Has anyone ever used these? I really need to update my lighting this year and this could be an inexpensive alternative. Especially with the ability to change colors.


----------



## billman (May 3, 2006)

I have a similar one. I love it. Use it all the time.

the remote only works with a new battery from like 10ft. away. The weaker the battery gets the closer you have to get to the lightbulb. My battery lasted for months with just about eveyday use.


----------



## housedragonmom (Oct 1, 2008)

That's great news and you can't beat the price. Will definitely be getting some. Thanks


----------



## bobzilla (Nov 13, 2008)

Thanks for posting this ! Very cool


----------



## DarkLore (Jan 25, 2009)

I have one. I paid significantly more than that. I only use it on Halloween...but it works as Billman stated.


----------



## housedragonmom (Oct 1, 2008)

ok, waiting for delivery but I got him to come down to $2.99 each.


----------



## DarkLore (Jan 25, 2009)

holy crap....2.99? I'm not even going to tell you what I paid.


----------



## housedragonmom (Oct 1, 2008)

The led remote lights came today and I am impressed. the light is bright and the colors are so vivid. Definitely recommend these!

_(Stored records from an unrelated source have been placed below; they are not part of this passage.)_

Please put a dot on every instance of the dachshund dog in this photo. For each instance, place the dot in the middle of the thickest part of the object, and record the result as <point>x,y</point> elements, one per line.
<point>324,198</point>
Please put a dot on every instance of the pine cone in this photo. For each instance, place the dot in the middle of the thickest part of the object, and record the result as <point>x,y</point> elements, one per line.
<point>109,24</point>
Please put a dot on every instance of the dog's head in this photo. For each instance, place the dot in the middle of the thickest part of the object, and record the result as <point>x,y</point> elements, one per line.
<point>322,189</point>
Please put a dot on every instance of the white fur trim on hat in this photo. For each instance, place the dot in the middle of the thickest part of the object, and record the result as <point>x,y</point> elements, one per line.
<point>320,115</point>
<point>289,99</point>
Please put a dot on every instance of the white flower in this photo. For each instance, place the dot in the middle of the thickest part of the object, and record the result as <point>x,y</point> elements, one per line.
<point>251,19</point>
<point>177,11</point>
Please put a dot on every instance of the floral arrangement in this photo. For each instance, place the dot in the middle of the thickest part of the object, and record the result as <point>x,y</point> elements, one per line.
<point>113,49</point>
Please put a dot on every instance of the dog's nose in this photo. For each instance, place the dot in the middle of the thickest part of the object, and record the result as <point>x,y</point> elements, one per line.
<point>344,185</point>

2.99 each but the shipping cost was ridiculous. I still think it was worth it.


----------



## corey872 (Jan 10, 2010)

OK time to fire off the questions:

housedragonmom - "you got 'him' to come down to $2.99 each"..... This is the guy on ebay? What is the secret to that? Did you just write him and say what is the lowest price? Any thoughts on doing a group buy for hauntforum? If we can get them for $3 ea, I'd be in for a dozen.

About the remote, is it infra red? Do you have to point it at each bulb for the change? can one remote do multiple bulbs all at once?


----------



## monty1269 (Sep 24, 2008)

^^ What he said.... (asked)....

Housedragonmom- Can you post a pic of this "in action" Just wanna see how far it throws the light and the 'cone' it casts too....

Do I hear GROUP BUY!?!?!


----------



## housedragonmom (Oct 1, 2008)

I hope this worked. Video should tell you and I posted pics for distances of 6ft and 12 ft.


----------



## housedragonmom (Oct 1, 2008)

*remote control led light bulb*


----------



## housedragonmom (Oct 1, 2008)

They each come with a remote but one remote can work them all. You do need to be close to the bulb to use the remote.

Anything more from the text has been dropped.